The setup Link to heading
My other graduate-level course this semester was CSCI-543, “Foundations of Modern Data Management and Processing.” The second project was team-based: build something interesting on top of a knowledge-graph database. Most teams picked Neo4j, including ours, and most picked a graph-RAG angle. We called the project NeoFuse, short for “fused graph RAG,” and it turned out to be a much deeper dive into the internals of Neo4j than we’d expected.
The pitch in one sentence: Neo4j already has all the pieces you need for graph-RAG retrieval, but they live in three separate rooms and your application has to walk between them. We put them in one room at the kernel level.
What graph-RAG actually looks like in Neo4j today Link to heading
If you want retrieval-augmented generation with a knowledge graph, the usual Neo4j recipe is two Cypher queries:
- Vector search: take the query embedding, hit the HNSW-backed vector index, get the top-K most similar nodes as “seeds.”
- Graph traversal: BFS out from those seeds to a specified depth, collect the resulting subgraph, return it to the client.
That’s two round trips across the Bolt protocol, two query plans compiled by the Cypher planner, and (this is the part that bugged my group) no way to do anything smart between the two steps cheaply. The HNSW vector index tends to return tightly clustered top-K, because similar documents live in similar embedding-space neighborhoods. When you then BFS from all those seeds, you explore the same graph region multiple times. A lot of the traversal budget is wasted on redundant context.

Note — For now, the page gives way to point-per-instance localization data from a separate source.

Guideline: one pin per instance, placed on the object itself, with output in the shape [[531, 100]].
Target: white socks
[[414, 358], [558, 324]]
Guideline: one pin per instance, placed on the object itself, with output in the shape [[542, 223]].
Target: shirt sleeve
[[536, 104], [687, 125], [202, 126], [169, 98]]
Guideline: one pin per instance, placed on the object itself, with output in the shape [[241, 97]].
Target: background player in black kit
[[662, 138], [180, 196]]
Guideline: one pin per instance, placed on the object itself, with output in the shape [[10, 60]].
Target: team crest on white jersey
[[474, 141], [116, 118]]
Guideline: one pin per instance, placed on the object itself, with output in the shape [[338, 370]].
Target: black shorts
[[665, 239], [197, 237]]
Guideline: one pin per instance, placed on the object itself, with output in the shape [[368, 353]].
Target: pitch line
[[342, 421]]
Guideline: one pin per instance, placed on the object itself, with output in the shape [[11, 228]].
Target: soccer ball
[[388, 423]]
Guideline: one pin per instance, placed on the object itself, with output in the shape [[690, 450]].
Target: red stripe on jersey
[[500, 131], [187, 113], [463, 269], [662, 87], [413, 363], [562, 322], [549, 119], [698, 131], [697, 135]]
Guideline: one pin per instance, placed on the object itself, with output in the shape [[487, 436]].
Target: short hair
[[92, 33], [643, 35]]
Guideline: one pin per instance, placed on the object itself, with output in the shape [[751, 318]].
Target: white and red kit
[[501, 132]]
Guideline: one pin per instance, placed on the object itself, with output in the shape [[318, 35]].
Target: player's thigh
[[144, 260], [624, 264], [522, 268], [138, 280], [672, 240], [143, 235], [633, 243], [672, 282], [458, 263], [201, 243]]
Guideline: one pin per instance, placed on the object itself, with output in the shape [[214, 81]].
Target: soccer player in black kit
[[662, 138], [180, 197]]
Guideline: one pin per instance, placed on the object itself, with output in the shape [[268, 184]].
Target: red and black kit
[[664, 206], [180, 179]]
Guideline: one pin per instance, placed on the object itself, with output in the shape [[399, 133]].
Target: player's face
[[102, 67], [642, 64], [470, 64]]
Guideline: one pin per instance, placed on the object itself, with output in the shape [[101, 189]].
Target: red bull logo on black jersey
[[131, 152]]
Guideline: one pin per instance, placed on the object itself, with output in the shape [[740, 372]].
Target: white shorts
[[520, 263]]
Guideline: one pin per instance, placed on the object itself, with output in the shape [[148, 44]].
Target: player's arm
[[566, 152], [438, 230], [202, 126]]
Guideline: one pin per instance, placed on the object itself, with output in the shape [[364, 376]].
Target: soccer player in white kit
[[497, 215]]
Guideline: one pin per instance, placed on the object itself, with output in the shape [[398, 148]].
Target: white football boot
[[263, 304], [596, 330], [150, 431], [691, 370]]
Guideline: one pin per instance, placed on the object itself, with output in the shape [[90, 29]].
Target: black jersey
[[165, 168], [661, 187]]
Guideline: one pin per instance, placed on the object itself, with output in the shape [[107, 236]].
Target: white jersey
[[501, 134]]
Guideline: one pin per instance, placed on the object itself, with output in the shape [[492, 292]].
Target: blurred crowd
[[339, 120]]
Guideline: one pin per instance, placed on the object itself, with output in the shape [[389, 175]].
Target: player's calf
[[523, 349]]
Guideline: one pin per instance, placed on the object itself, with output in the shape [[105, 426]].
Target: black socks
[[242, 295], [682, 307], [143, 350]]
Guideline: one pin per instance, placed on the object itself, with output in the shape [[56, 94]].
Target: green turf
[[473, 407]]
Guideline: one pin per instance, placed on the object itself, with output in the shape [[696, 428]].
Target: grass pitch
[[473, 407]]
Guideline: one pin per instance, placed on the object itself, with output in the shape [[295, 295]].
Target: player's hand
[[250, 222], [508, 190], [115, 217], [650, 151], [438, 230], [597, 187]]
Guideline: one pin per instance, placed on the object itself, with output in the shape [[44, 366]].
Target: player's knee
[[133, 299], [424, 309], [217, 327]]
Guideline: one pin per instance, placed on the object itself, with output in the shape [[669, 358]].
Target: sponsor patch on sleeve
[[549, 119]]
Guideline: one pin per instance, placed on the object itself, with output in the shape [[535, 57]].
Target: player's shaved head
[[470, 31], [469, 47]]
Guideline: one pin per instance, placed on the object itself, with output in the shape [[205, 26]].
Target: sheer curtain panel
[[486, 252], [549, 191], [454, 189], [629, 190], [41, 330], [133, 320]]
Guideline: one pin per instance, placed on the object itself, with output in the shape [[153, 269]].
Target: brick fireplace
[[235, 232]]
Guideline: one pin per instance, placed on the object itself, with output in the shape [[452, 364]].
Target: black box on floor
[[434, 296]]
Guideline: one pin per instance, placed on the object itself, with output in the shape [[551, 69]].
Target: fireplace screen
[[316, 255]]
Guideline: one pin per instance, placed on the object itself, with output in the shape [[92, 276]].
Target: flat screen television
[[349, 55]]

The ‘obvious’ fix is to rerank the seeds before you traverse them, penalizing ones whose 1-hop neighborhoods already overlap with seeds you’ve chosen. But that requires reading neighborhoods from the database, which is cheap if you’re in the database and expensive if you’re a Python (AI) client making another round trip.
What we built Link to heading
A native Neo4j procedure, not a plugin drop-in but an actual kernel module under community/rag-plugin/ (should probably rename, since it isn’t really a plugin), that does all three stages in one KernelTransaction:
CALL rag.retrieve(indexName, embedding, topK, depth, config)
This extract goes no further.